Il Carrier-grade NAT (CGNAT) è una tecnica adottata da alcuni provider che consente a più utenti di usare uno stesso indirizzo IP pubblico. Il meccanismo ricalca i “fondamentali” della tecnica NAT (Network Address Translation) usata a casa, in ufficio e in azienda: decine o centinaia di dispositivi locali connessi alla LAN condividono lo stesso indirizzo IP pubblico assegnato al router dall’operatore di telecomunicazioni.
La differenza è che CGNAT consiste in una condivisione delle risorse, in questo caso di indirizzi IP, gestita tra diversi abbonati dello stesso provider.
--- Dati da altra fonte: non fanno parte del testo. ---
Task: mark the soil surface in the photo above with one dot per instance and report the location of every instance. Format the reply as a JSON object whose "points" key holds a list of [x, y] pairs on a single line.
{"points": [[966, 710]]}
Il protocollo MAP-T (Mapping Address and Port using Translation) è uno standard approvato da IETF (Internet Engineering Task Force) che si occupa proprio della condivisione degli indirizzi IPv4 su reti IPv6.
In questo modo eventuali dispositivi degli abbonati incompatibili con IPv6 possono usare pacchetti IPv4 tramite un processo di “traduzione” che viene svolto in automatico e in modo trasparente.

In Italia è Sky WiFi a usare MAP-T attraverso il router fornito ai clienti (Hub): è infatti indispensabile che il router sia compatibile con lo standard MAP-T. In Europa e nel mondo esistono però molti altri operatori che hanno scelto il medesimo schema.

Ovvio che con CGNAT e MAP-T non è possibile aprire porte in ingresso sull’IP pubblico proprio perché l’indirizzo IPv4 risulta condiviso tra più utenti: nel caso di Sky WiFi, ad esempio, con un rapporto 16:1. Ciò significa che 16 abbonati condividono per impostazione predefinita lo stesso indirizzo IPv4.
Lo Sky WiFi Hub è sufficientemente intelligente da capire quando l’utente attiva il port forwarding o si serve della funzionalità DMZ per assegnare un IP univoco (rapporto 1:1) non condiviso con altri utenti. La stessa cosa potrebbe non funzionare con altri router quindi è sempre meglio accertarsi attentamente di quale sia il comportamento tenuto da ciascun operatore nell’assegnazione di indirizzi IP.

Assegnando indirizzi IPv6 non ci sono di questi problemi ma è necessario che la rete e i dispositivi che si usano siano a loro volta compatibili. Il test per verificare la compatibilità con IPv6 consente di saperne di più.